Benzer bir süreç Avrupa diasporasında da yaşandı. Avrupa’ya göç eden Kürtlerin içinden çıkan entelektüel çevreler, başlangıçta baskıdan kaçan, sürgün edilmiş ve fikir özgürlüğü arayışındaki kişilerden oluşuyordu. Ancak zamanla bu çevrelerde de benzer bir sahte aydın profili oluşmaya başladı.
Akademik üretimi kariyer malzemesi olarak gören, halktan ve ulusal mücadeleden kopuk, postmodern söylemlerle Kürt gerçekliğini törpüleyen bir entelektüel tipi ortaya çıktı. Özellikle Batı üniversitelerinde pozisyon kazanan bazı Kürt aydınları, PKK ve devlet arasında denge kuran, etnik kimliği kültürel bir folklora indirgeme’ye çalışan, hakikati ideolojik kabuklarla örten söylemler geliştirdiler.
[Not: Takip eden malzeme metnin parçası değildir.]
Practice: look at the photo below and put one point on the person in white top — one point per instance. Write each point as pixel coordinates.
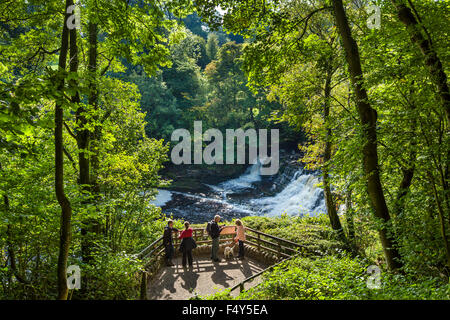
(240, 237)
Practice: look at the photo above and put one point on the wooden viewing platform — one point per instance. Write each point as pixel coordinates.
(263, 251)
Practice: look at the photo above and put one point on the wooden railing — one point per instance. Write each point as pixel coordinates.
(283, 249)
Bu aydınlar genellikle ulusal bağımsızlık fikrine mesafeli, kimlik mücadelesi’ni liberal değerlerle sınırlayan ve Kürt meselesini evrensel dokularla soğutarak yerel gerçeklikten koparan pozisyonlar aldılar.
Bu durum, Avrupa’daki entelektüel sahayı da büyük oranda içi boş, halktan kopuk, sistemle uzlaşan bir alana dönüştürdü.
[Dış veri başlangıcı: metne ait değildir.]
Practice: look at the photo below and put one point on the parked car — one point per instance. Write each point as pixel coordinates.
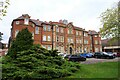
(103, 55)
(67, 56)
(118, 54)
(76, 58)
(87, 55)
(62, 55)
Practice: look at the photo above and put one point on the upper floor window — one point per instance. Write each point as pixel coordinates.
(44, 46)
(44, 38)
(95, 35)
(61, 30)
(96, 49)
(16, 32)
(80, 33)
(26, 21)
(57, 29)
(80, 41)
(32, 35)
(44, 28)
(62, 39)
(36, 30)
(57, 38)
(77, 41)
(49, 28)
(96, 41)
(85, 41)
(17, 22)
(33, 25)
(77, 33)
(49, 39)
(70, 31)
(85, 34)
(49, 47)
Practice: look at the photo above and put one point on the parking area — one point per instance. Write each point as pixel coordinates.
(95, 60)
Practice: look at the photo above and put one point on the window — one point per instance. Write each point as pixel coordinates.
(49, 28)
(32, 35)
(85, 41)
(44, 38)
(100, 42)
(49, 39)
(57, 29)
(77, 33)
(70, 31)
(49, 47)
(26, 21)
(16, 32)
(96, 41)
(71, 40)
(80, 41)
(62, 39)
(96, 49)
(57, 38)
(44, 27)
(80, 33)
(36, 30)
(95, 35)
(85, 34)
(33, 25)
(17, 22)
(77, 41)
(61, 30)
(68, 40)
(44, 46)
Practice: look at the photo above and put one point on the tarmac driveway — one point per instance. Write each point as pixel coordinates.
(95, 60)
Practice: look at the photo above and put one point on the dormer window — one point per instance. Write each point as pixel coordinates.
(26, 21)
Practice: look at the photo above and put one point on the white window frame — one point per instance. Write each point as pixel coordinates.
(32, 35)
(49, 38)
(49, 28)
(36, 30)
(17, 22)
(44, 28)
(26, 21)
(49, 47)
(16, 32)
(44, 37)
Gerçek entelektüel üretim yapan, halkla bağ kuran ve bedel ödemeyi göze alan isimler ise bu yapı içinde ya marjinalleştirildi ya da sistematik olarak görmezden gelindi.
Böylece Kürt entelijansiyasının tarihsel sürekliliğinde karşımıza çıkan temel eğilim; yani iktidarlarla uzlaşma, halktan kopukluk, hakikatten ödün verme ve entelektüel sorumluluktan kaçma hali, sadece coğrafya değil zaman da aşarak bugüne taşınmış oldu.
Sorun yalnızca eksik bilgi değil; eksik ahlâk’tır. Ve eksik ahlâk, ne kadar çok kitapla örtülse de, halkın bilincinde daima çıplak kalır.
Tarihini araştırmadan sürüsünden kopmuş bir koyun gibi sömürgecisinin peşinde koşan Kürt aydınları, halkımızı da düşmanına maalesef âşık hale getirmiştir. Bu zihinsel tahribat, yalnızca halkın yönünü değil, umutlarını da bulandırmıştır.
Fakat ...
tek umut, kendi köklerini tanıyan, korkusuz ve ilkesel bir duruşla yetişen yeni Kürt gençliğidir.
Onlar ...
geçmişin kırılmalarını onaracak, vizyonu yeniden kuracak kudrete sahiptir.
Mutlaka kazanacağız.
Çünkü ...
bir aydının en büyük korkusu yalnız kalma düşüncesine kapılmasıdır; oysa gerçek aydın, yalnız kalmaktan korkmamalıdır.
Hakikat yolculuğu çoğu zaman tek başına yürünür ve bu yalnızlık, onurun en saf biçimidir.